Aaron executes that move perfectly by continuing Wolverine’s quest for revenge in a personal way, even down to him remaining in street clothes. Often when Logan goes on a rampage, he suits up in his X-Men togs. Not here, it’s as if Aaron is saying, “This is a story about Logan, not Wolverine”. The rest of Wolverine #10 plays out as a combination between righteous violence and back-story. We finally come to understand who the Red Right Hand is and why they hate Logan so much. It’s another notch in how good Aaron is because he makes these villains sympathetic. They’re not good people, but they’re reason for hating Logan is sound. This is the kind of layered storytelling all comics should be going for.
Renato Guedes once again steps up to the plate with his pencil work. His use of larger panels per page is a nice change; it gives more room for the action to unfold. He also keeps the backgrounds sparse, forcing us to center on the people and the action within the frame. It’s difficult to walk that line, often when artists lack backgrounds their work is boring. Guedes instead fills the forefront so the backgrounds became more or less the canvas. I also love the way he draws Wolverine, it’s a modern style with a nice nod to the old school.

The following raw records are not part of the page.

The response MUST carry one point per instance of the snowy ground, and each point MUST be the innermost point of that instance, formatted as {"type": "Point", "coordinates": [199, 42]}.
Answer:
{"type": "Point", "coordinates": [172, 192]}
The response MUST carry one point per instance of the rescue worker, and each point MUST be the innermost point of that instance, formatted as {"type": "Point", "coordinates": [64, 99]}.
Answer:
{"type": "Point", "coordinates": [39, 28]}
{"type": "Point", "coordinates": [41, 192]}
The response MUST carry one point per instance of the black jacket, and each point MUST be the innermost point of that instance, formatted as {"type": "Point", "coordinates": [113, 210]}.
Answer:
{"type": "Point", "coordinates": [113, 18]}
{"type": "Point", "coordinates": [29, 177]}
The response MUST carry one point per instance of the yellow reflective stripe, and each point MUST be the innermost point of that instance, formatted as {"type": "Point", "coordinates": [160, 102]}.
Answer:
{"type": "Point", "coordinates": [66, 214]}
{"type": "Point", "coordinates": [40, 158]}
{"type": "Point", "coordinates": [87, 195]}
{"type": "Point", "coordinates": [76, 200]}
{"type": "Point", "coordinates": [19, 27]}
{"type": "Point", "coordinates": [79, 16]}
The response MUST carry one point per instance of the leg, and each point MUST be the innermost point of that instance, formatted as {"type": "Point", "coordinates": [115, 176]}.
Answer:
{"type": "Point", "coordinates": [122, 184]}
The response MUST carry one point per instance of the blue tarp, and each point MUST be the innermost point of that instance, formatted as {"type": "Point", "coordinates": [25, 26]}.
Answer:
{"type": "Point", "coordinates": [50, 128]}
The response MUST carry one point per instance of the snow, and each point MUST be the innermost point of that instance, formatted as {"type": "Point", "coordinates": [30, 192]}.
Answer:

Jason Aaron continues to prove that he’s cut from a different cloth and in no place more so than Wolverine. He’s dug new things out of an iconic and aged character and made us remember why we all love Logan in the first place. Wolverine #10 is another step in Aaron’s push to show that behind the costume, the berserker rage and the claws is a complex man with an honor code and life view all his own. Aaron welcomes us into that world but never, ever, sugar coats it.